Yolo v3 with TensorFlow 2

Posted May 10 by Rokas Balsys


Training custom YOLO v3 object detection model

YOLOv3 is one of the most popular real-time object detectors in Computer Vision. If you heard something more popular, I would like to hear it.

In my previous tutorials, I showed you, how to simply use YOLO v3 object detection with the TensorFlow 2.x application and how to train Mnist custom object detection. At the end of the tutorial I promised, that I will show you how to train custom object detection. It was a challenging task, but I found a way to do that. However, before training a custom object detector, we must know where we may get a custom dataset or how we should label it, so in this tutorial, I will show you where you could get labeled dataset, how to prepare it for training, and finally how to train it!

In this step-by-step tutorial, I will start with a simple case of how to train a 7-class object detector (we could use this method to get a dataset for every detector you may use).

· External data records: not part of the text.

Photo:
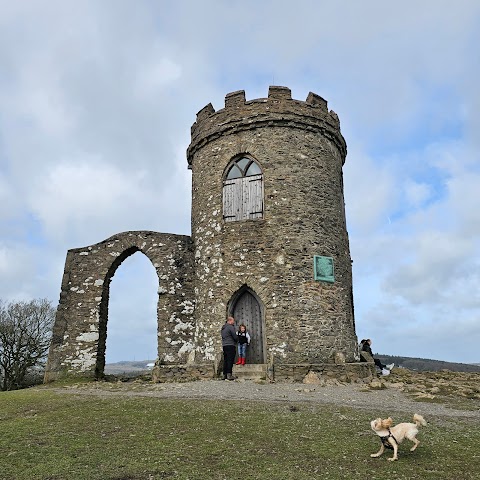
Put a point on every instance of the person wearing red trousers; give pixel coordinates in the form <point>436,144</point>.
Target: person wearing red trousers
<point>243,343</point>
<point>229,339</point>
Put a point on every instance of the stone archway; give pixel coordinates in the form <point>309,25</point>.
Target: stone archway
<point>247,308</point>
<point>79,333</point>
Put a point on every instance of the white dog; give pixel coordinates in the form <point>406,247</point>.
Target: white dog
<point>392,437</point>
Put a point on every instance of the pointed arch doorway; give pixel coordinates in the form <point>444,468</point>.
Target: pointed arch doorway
<point>247,308</point>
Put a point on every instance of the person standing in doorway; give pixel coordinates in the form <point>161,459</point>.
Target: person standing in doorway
<point>243,343</point>
<point>229,339</point>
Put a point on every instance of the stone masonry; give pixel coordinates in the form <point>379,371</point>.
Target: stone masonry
<point>300,151</point>
<point>79,335</point>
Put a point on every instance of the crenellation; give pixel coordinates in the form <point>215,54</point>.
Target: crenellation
<point>317,101</point>
<point>235,99</point>
<point>279,93</point>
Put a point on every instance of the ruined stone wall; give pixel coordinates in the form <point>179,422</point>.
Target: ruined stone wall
<point>79,335</point>
<point>301,152</point>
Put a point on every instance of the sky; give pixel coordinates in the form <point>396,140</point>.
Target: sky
<point>96,104</point>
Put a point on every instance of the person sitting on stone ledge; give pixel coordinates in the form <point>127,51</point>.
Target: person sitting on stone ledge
<point>365,347</point>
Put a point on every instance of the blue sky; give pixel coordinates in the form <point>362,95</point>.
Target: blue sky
<point>96,104</point>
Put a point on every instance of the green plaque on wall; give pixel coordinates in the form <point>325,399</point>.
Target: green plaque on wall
<point>323,269</point>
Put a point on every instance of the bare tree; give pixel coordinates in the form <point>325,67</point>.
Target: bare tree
<point>25,334</point>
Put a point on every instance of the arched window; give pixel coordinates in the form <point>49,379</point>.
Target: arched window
<point>243,190</point>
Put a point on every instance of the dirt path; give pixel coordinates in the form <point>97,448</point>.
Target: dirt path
<point>386,400</point>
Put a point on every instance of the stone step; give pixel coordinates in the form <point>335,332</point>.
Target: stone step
<point>256,371</point>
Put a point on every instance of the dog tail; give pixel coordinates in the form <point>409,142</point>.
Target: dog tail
<point>419,420</point>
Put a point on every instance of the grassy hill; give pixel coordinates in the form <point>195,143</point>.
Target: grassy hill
<point>47,435</point>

Therefore, I will build a Vehicle registration plate, Traffic sign, Traffic light, Car, Bus, Truck, and Person object detector.

1. Dataset:

As with any deep learning task, the first most important task is to prepare the training dataset. Dataset is the fuel that runs any deep learning model.

Same as in my past tutorials, I will use images from Google's OpenImagesV6 dataset, publicly available online. It is a very big dataset with more than 600 different categories of an object. The dataset contains the bounding box, segmentation, or relationship annotations for these objects. As a whole, the dataset is more than 600GB of size, but we will download the images and classes only needed for our custom detector.

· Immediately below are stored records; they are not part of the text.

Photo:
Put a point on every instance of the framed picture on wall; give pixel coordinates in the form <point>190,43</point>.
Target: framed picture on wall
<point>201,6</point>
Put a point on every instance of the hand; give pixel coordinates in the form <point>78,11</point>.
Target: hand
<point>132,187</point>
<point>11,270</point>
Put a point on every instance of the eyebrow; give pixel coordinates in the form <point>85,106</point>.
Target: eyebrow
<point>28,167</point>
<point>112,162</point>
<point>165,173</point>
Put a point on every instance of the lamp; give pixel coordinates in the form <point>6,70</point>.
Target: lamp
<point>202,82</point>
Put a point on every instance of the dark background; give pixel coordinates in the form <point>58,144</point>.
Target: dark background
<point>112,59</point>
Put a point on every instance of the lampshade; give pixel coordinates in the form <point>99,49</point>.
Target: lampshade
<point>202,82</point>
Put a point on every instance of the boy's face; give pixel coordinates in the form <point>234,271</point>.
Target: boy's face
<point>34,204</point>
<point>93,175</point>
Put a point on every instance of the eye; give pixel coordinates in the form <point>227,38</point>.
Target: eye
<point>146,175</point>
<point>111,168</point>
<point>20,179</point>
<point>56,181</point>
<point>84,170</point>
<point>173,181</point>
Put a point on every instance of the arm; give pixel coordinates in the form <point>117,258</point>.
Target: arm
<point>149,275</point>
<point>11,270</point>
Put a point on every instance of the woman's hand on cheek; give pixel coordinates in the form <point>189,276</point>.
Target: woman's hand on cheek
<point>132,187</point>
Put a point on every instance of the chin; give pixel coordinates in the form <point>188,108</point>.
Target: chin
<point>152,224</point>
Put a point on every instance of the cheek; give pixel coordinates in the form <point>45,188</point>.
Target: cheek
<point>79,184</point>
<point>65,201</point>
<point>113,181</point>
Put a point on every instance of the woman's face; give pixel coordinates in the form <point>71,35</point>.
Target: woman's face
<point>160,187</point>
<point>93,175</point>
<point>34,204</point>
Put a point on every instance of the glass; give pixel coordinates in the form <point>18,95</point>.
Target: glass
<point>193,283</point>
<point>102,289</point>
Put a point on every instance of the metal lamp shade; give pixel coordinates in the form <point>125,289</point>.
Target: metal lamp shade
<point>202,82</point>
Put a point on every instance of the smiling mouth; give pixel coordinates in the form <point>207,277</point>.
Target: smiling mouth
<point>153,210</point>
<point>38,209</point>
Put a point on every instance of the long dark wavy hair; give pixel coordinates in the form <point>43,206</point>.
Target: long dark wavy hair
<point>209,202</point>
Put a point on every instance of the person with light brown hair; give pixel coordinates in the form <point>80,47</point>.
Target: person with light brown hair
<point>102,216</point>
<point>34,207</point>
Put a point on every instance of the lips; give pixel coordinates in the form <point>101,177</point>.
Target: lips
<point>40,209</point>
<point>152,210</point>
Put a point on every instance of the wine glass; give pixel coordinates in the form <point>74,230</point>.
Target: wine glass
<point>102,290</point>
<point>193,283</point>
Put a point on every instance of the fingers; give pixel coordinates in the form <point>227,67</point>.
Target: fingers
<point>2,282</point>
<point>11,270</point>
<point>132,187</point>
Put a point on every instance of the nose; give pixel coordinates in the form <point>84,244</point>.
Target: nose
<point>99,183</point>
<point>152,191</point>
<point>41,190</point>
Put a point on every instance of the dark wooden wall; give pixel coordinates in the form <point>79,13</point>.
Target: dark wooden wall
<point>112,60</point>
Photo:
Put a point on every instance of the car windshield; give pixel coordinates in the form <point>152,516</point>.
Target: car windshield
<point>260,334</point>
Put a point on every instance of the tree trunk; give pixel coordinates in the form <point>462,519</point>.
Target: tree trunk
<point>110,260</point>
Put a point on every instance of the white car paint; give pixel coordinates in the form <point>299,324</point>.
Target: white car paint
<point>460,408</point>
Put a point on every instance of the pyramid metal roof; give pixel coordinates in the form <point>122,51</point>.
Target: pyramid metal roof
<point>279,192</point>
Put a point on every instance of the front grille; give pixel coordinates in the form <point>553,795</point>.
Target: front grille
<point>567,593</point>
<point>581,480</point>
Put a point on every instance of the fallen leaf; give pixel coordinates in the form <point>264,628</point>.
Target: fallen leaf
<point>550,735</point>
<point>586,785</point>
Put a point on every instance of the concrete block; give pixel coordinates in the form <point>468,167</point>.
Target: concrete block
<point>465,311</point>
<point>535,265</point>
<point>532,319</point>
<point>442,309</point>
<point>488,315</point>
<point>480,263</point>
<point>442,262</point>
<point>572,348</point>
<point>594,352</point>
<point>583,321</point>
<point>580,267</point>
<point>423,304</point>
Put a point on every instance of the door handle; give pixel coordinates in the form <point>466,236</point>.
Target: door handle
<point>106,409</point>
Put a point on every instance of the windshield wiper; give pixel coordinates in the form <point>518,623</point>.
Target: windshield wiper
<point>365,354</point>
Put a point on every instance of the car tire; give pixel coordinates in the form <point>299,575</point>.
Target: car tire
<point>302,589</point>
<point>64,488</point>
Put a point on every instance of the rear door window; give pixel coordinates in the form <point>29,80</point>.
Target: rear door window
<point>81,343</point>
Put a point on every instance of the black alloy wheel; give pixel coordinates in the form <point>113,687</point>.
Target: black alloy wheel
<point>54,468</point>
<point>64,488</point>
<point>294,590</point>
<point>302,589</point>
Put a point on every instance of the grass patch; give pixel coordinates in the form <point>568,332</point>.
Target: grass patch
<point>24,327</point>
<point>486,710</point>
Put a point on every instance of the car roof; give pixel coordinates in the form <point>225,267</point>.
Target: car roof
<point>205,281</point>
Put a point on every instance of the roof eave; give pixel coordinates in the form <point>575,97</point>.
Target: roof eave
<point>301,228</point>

So, we have a link to this large dataset, but it's not explained how we should download images and labels we need, should we download them one by one? No, there is an amazing OIDv4 ToolKit from GitHub with a full explanation of how to use it.

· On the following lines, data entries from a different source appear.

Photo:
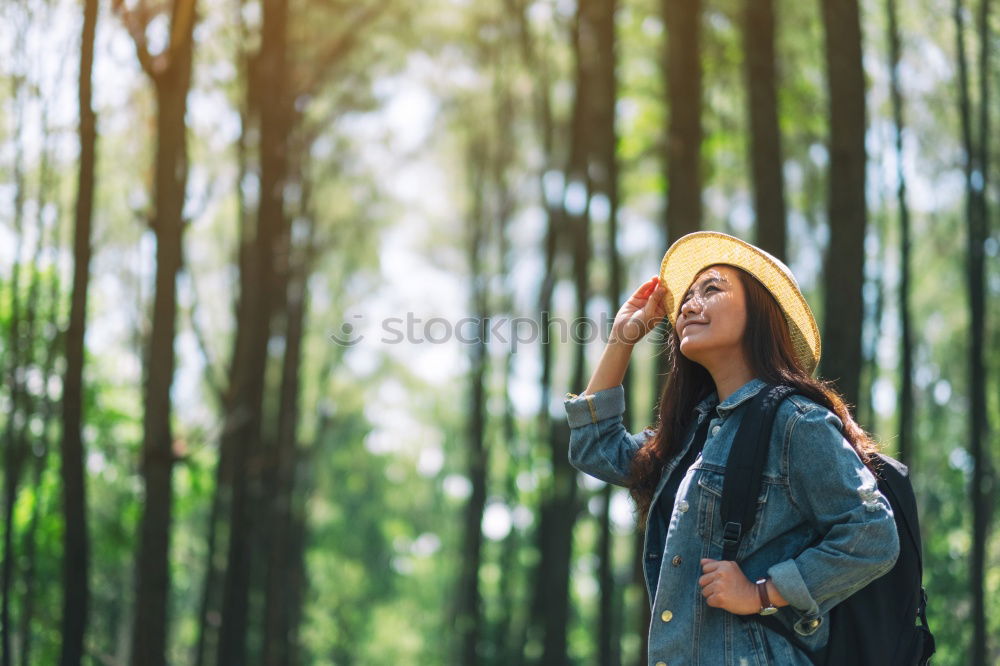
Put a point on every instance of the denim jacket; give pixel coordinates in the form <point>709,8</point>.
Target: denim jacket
<point>823,530</point>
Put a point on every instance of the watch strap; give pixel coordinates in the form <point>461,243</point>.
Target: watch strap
<point>765,600</point>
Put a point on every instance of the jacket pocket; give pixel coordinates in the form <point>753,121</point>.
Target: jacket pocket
<point>710,526</point>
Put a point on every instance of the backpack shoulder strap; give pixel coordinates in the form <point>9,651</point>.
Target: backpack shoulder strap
<point>745,467</point>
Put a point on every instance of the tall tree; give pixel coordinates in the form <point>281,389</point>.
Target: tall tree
<point>241,436</point>
<point>682,69</point>
<point>843,272</point>
<point>170,74</point>
<point>76,545</point>
<point>976,167</point>
<point>906,411</point>
<point>597,53</point>
<point>12,363</point>
<point>765,135</point>
<point>284,571</point>
<point>468,599</point>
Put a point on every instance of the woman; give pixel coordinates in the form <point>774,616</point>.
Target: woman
<point>823,530</point>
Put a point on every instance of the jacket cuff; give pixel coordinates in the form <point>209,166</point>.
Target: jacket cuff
<point>593,407</point>
<point>786,577</point>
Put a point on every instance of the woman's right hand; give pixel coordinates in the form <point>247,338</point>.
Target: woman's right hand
<point>640,313</point>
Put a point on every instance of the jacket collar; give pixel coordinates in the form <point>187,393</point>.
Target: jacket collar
<point>739,396</point>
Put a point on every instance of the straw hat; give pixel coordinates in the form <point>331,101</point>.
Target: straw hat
<point>691,254</point>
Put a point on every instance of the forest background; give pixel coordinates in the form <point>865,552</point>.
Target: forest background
<point>291,293</point>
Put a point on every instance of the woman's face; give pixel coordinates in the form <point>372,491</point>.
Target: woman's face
<point>712,317</point>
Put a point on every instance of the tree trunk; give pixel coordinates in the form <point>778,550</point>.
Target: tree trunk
<point>76,546</point>
<point>684,135</point>
<point>977,232</point>
<point>906,407</point>
<point>845,257</point>
<point>283,559</point>
<point>171,82</point>
<point>597,49</point>
<point>242,432</point>
<point>13,364</point>
<point>468,612</point>
<point>765,134</point>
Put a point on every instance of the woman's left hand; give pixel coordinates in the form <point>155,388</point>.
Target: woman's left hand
<point>724,586</point>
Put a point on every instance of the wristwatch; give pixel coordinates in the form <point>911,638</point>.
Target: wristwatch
<point>766,607</point>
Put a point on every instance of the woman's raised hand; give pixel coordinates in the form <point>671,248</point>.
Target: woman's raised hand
<point>641,312</point>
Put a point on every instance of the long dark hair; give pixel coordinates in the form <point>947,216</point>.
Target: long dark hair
<point>767,345</point>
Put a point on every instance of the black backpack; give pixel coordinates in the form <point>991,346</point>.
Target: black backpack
<point>875,626</point>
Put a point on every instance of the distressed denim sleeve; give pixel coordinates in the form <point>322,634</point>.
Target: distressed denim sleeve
<point>599,443</point>
<point>831,485</point>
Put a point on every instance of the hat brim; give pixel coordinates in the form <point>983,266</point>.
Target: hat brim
<point>691,254</point>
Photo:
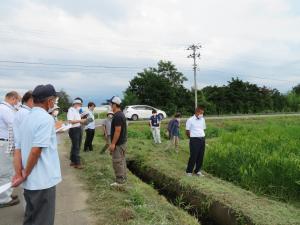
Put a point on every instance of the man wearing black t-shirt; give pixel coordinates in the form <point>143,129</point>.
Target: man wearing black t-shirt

This toolkit really makes our life easier when we want to train a custom object detection model with popular objects and when we don't know where to get labeled images. This toolkit allows downloading images from OID v6 seamlessly. The installation is easy and clearly explained in the readme file. The toolkit is loaded with a variety of options. For example, the OIDv4 Toolkit allows us to download almost any particular class of interest from the given database. You can explore this dataset and you can check if there is a class you need for custom detection.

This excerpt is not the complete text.